Les yeux écarquillés, la jeune femme se poussa pour laisser entrer le caporal. Il accepta l'invitation, pénétrant dans l'appartement sous le regard froid de la chatte à l'autre bout de la pièce.
— Hum...
— Dis-moi ce que j'ai fait de mal, la coupa-t-il. Je ne supporte plus d'attendre, de me poser toutes ces questions... J'ai besoin de savoir quel est le problème, Imany.
Elle prit une grande inspiration, acquiesçant d'un signe de tête. Silencieuse, elle lui fit signe de se diriger vers la partie salon. Il s'exécuta, ne la lâchant pas du regard.
— Ça fait des jours que tu me fuis, que tu m'adresses à peine un regard... Qu'ai-je fait de mal ? reprit-il de plus belle.
Elle s'installa dans son fauteuil, rapidement rejointe par Nyota qui grimpa sur ses genoux en ronronnant.
— Si tu n'es pas sur la même longueur d'onde que moi, tu peux me le dire, continua Alexandre. Mais j'ai besoin de savoir. S'il te plaît.
Imany caressait silencieusement la féline sous le regard pétillant d'émotions du caporal.
— Parle-moi, Imany... supplia-t-il.
— Alexandre... murmura-t-elle.
Il l'interrogea du regard, impatient.
— Merci d'être venu, dit-elle finalement.
Il ne répondit pas, attendant que la jeune femme continue. Elle marqua une pause, prenant lourde inspiration.

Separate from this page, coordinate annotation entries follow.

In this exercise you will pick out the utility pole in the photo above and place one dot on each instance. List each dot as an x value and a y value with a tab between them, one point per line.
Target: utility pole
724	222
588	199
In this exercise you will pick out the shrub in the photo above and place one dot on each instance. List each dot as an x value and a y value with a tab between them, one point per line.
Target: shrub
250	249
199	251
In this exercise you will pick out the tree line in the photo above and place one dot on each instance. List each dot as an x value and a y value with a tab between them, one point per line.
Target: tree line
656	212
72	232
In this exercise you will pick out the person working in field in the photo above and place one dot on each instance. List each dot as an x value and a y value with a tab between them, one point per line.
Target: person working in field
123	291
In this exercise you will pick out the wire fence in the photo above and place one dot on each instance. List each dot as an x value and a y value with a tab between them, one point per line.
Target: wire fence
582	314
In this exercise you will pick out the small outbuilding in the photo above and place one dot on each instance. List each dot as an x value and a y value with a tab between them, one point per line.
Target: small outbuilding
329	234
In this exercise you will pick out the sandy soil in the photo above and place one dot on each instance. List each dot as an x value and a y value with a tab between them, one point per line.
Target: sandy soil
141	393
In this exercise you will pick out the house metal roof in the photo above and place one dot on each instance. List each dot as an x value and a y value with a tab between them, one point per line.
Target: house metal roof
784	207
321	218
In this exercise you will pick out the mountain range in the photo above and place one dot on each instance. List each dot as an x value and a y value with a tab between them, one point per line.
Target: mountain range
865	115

— Avant de dire quoi que ce soit, je tiens à m'excuser pour ces derniers jours. J'ai été une vraie imbécile de t'ignorer de la sorte, reprit Imany.
Sa voix se brisa.
— J'ai besoin de te poser une question, avoua-t-elle.
Il prit son mal en patience, lui faisant signe de continuer.
— Ce qu'il s'est passé l'autre jour, pour toi, c'était réel ?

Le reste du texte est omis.